*Note: This is the first part in a series of articles about Spousal Support.
I figured I should get the factor-specific articles out of the way since I seem to be on a roll with them lately. This time, however, I’m focusing on the spousal support (or alimony) factors, which are a little trickier than child support. Most people agree that child support should be paid because they see the money as benefitting their children (although I’ve often heard that mom just goes out and spends Tommy’s support on some sweet new shoes and hairstyle for herself. Honestly though, those cut and colors are expensive).
Spousal support is not a “guaranteed right,” as much as anything in the legal world can be considered guaranteed. Unlike the Michigan Child Support Guidelines, which are to be followed unless the parties agree to deviate from them, the Michigan Spousal Support Guidelines are just that – guidelines. Nothing is really mandatory and it is routinely said that spousal support guidelines are both high in terms of the dollar amount and the years of recommended support.
The factors for determining spousal support are outlined in various cases, the two big ones being Parrish v Parrish, 138 Mich App 546 (1984) and Sparks v Sparks, 440 Mich 141 (1992). The first four factors will be examined in this article and the next two articles will finish them off.
The first factor is “the past relations and the conduct of the parties.” This is where everyone plays the blame game and talks about how promiscuous, abusive and overall awful their spouse was during the marriage. As I’ve said before, I personally think the promiscuity part has significantly less impact on the court’s decision than it used to back in the day. If there are repeated offenses, domestic violence or actual evidence of really lousy behavior, then you have a better shot at this factor panning out for you. It’s been my experience that all my clients think their spouses were total arses during the marriage (hence the divorce), and one’s behavior can be very subjective depending on who you’re talking to.
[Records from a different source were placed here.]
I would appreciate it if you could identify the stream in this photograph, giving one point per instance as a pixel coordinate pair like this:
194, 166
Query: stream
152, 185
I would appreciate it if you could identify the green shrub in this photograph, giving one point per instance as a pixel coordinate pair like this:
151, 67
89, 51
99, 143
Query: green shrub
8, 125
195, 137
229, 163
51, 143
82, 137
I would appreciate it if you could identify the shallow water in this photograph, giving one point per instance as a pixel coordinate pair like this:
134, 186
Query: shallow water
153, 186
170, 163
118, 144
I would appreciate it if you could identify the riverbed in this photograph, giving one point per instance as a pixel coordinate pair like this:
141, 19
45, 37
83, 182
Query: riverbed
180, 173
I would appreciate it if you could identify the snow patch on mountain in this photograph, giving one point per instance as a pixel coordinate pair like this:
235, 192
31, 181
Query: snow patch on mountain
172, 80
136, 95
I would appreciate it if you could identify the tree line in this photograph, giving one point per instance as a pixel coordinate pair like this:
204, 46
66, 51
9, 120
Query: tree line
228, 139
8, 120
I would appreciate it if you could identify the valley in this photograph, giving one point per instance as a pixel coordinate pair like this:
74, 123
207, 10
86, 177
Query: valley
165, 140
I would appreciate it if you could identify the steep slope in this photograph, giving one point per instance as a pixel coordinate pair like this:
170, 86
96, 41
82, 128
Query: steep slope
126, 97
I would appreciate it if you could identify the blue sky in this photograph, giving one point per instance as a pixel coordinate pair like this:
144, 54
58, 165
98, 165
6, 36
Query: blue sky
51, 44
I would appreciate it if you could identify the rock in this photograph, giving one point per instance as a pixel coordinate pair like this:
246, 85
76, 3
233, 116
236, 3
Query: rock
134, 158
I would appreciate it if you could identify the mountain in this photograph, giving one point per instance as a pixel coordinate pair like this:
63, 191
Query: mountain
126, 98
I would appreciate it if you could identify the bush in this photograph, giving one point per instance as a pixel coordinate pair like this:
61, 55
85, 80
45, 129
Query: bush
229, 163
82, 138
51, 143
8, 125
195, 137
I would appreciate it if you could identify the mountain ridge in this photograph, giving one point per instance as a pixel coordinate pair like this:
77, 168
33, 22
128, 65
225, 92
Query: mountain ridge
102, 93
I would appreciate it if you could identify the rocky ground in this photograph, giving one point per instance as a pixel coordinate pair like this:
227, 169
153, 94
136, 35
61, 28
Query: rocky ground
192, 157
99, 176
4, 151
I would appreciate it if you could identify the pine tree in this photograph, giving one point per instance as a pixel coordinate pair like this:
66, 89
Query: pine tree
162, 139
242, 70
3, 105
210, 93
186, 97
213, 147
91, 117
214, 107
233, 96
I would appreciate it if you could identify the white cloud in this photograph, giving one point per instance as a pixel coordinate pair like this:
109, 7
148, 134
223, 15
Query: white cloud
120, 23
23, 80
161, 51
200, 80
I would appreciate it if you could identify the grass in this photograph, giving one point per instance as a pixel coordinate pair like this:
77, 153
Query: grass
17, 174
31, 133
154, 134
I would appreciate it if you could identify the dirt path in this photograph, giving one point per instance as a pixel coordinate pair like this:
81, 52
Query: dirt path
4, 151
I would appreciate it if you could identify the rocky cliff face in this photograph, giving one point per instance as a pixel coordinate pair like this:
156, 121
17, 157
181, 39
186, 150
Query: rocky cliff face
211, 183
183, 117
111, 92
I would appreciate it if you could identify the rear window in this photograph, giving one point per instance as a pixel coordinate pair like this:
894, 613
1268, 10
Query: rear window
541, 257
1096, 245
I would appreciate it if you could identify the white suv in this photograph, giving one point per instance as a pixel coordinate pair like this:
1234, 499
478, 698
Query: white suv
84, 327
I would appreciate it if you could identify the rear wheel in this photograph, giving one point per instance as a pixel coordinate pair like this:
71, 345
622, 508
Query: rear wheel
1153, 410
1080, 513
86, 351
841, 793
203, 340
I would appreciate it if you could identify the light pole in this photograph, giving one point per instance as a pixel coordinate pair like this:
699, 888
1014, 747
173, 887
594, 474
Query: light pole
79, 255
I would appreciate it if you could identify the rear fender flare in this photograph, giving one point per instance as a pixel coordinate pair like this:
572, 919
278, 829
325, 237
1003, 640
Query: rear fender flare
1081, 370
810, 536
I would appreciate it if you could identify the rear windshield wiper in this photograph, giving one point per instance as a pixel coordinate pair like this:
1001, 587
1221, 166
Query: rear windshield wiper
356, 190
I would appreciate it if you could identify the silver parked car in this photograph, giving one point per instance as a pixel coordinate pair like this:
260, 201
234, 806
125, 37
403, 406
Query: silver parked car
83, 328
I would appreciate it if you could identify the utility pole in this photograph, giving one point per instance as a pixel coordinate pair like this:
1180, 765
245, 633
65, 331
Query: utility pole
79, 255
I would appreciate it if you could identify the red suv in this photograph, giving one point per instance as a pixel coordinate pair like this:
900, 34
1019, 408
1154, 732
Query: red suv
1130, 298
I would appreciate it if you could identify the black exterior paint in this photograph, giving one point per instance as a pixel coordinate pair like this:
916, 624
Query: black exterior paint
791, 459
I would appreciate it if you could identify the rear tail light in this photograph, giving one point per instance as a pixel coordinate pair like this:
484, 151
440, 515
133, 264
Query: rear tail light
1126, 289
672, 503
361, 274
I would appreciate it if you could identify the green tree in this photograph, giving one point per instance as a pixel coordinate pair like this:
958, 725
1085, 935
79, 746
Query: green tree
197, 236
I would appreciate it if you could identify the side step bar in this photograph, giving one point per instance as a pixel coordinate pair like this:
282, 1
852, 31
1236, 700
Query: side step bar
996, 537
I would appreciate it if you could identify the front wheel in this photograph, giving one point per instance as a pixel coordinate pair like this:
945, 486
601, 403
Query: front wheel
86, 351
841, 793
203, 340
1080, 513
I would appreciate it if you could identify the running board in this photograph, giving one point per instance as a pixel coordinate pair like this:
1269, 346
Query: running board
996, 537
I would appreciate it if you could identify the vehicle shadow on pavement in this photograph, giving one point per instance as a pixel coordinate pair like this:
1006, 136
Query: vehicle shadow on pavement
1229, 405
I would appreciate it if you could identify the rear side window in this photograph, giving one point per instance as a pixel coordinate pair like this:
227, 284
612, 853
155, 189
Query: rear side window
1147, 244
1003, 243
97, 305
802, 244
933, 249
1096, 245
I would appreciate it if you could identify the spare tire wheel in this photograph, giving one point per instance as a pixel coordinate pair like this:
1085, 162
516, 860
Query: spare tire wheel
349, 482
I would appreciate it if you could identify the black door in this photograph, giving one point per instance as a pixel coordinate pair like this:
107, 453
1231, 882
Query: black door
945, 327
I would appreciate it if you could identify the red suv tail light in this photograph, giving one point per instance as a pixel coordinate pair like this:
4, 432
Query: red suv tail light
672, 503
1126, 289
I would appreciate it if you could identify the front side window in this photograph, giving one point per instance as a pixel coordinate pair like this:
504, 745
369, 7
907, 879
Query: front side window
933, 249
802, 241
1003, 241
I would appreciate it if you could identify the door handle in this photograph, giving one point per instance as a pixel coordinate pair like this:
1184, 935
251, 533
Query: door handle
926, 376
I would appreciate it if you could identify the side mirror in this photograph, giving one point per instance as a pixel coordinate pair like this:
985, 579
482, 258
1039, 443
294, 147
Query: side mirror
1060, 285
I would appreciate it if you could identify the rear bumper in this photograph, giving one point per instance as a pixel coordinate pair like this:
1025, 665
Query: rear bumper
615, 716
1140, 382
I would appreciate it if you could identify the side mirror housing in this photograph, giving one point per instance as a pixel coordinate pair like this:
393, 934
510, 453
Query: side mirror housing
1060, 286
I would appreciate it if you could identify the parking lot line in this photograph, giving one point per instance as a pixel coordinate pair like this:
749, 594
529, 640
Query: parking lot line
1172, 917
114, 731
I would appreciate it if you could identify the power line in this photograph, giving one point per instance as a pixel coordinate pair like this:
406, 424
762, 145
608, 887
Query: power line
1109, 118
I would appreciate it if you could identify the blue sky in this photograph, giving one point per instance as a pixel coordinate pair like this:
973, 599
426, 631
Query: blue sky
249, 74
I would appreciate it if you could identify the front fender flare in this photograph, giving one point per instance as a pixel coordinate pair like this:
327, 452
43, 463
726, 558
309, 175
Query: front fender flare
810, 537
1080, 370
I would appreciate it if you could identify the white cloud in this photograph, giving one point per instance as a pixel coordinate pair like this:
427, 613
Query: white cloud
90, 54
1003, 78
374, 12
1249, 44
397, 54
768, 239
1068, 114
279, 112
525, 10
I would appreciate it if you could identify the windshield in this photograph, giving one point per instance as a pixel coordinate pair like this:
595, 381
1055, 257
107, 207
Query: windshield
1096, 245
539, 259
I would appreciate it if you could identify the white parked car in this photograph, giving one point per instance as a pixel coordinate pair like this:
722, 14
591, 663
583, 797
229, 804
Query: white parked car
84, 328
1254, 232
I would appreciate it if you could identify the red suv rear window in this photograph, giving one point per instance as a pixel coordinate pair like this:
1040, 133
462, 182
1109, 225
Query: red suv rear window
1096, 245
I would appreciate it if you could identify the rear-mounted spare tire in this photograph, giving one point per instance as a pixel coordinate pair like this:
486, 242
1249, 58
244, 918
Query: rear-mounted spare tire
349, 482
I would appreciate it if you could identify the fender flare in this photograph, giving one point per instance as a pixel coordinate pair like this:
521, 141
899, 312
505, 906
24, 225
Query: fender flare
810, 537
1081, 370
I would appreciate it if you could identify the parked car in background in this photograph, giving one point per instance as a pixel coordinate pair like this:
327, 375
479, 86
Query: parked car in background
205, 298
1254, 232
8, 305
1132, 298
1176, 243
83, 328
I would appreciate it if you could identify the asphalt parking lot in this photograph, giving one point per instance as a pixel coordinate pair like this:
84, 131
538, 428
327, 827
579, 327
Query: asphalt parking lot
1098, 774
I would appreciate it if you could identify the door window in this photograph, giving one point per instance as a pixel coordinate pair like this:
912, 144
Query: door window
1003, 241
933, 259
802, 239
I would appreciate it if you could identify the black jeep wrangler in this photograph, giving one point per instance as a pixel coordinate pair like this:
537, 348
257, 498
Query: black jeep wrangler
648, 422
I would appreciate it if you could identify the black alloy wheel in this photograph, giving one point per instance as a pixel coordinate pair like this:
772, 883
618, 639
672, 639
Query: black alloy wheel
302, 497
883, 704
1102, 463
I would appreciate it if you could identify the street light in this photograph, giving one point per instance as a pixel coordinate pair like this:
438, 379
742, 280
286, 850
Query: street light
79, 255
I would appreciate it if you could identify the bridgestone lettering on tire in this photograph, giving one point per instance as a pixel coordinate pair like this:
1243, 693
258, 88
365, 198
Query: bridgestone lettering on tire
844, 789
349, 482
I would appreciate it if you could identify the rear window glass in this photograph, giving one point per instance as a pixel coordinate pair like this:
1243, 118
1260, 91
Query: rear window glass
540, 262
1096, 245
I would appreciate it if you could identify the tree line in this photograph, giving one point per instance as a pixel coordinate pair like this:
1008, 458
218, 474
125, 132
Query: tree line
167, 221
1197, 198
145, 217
The second factor is “the length of the marriage.” This is a no-brainer – the longer you’re married, the more likely you’re going to qualify for a potential award of spousal support. There aren’t a set number of years, but I’d say on average the awards are for those couples who have enjoyed not so wedded bliss for 10 or more years. However, note that the courts will not consider your courtship or the time period that you “resided in sin” as part of this overall number.
“The ability of the parties to work” is factor tres. If you’re able to work, you’re less likely to need moolah from your former spouse. On the flip side, if your sugar daddy or momma can’t work, you’re less likely to extract money from them in the form of spousal support. I run into cases where one spouse has been a “stay at home mom/dad” and really hasn’t had that much work experience; therefore, her or his ability to quickly secure employment is not as likely as those cases where both parents worked throughout the marriage. If the parties are older or disabled, this also impacts their ability to hold a job.
The last factor for this article’s examination is “the source and amount of property awarded to the parties.” Case law has held that one party should not have to drain his or her property awarded in order to survive if spousal support is a reality. As was so aptly put by the Michigan Court of Appeals in Hanaway v Hanaway, 208 Mich App 278, 296 (1995), “…where both parties are awarded substantial assets, the court, in evaluating a claim for alimony, should focus on the income-earning potential of the assets and should not evaluate a party's ability to provide self-support by including in the amount available for support the value of the assets themselves. Given the length of the marriage, the magnitude of the marital estate, and defendant's capital position and earning potential after the divorce, [Mrs. Hanaway] should not be expected to consume her capital to support herself.”
The next four factors are up for consideration in April. Spousal support is a hard pill to swallow, so if your attorney thinks you might be on the hook, bring a big bottle of water with you to keep it down.